Tuesday, April 3, 2012

Paris Journal II: Cine Reflet

Photograph by Hallie Cohen
If books leave our universe a la the vision of Ray Bradbury’s Fahrenheit 451, then all the back streets around Paris' famous Boulevard St Michel, filled with antique bookstores, as they now are, will become a scene of desolation like downtown Detroit. Cine Reflet, “La librairie du Cinema” 14, rue Monsieur-le- Prince 75006 Paris (Metro: Odeon) is one of the treasures that would be lost, if Truffaut’s filmic version of the sci fi classic--really an allegory about totalitarianism--ever comes to pass. Books are still being burned and censorship continues to be widely prevalent. Salman Rushdie's The Satanic Verses is banned in his native India; a controversy recently broke out when Hari Kunzru and other writers read sections from the novel at the Jaipur Literature Festival. But for the most part technology has replaced totalitarianism as the biggest threat to the printed word--though one wonders what piece of modern technology could replace a Cine Reflet?

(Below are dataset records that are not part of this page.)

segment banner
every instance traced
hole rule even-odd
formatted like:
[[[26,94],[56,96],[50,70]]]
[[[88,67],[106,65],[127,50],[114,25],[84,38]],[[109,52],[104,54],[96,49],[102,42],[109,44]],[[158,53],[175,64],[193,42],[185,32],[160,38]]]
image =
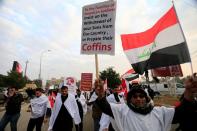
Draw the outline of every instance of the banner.
[[[86,5],[82,9],[81,54],[115,54],[116,2]]]
[[[81,84],[80,89],[82,91],[91,91],[92,90],[92,73],[81,73]]]
[[[72,94],[76,94],[76,89],[77,89],[77,85],[76,85],[76,78],[74,77],[66,77],[64,79],[64,84],[65,86],[68,86],[68,92],[72,93]]]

On a recent night the bookstore hosted a talk with Vincent Nordon, the author of Straub/Huillet, non merci—la plaint d’un ami. Nordon, besides being a director and writer in his own right was assistant to such greats as Pialat, Godard and Duras. An ancient 35mm projector stands smack in the middle of the store amidst volumes of works like Michael Powell, A Life in Movies and Le Cinema d’Abbas Kiarostami along with a poster for L’Inconsolable, film de Jean-Marie Straub, d’apres Maurice Barres, Cesare Pavese and Franz Kafka. You won’t find either Nordon or a store whose name itself suggests reflection, on your Kindle.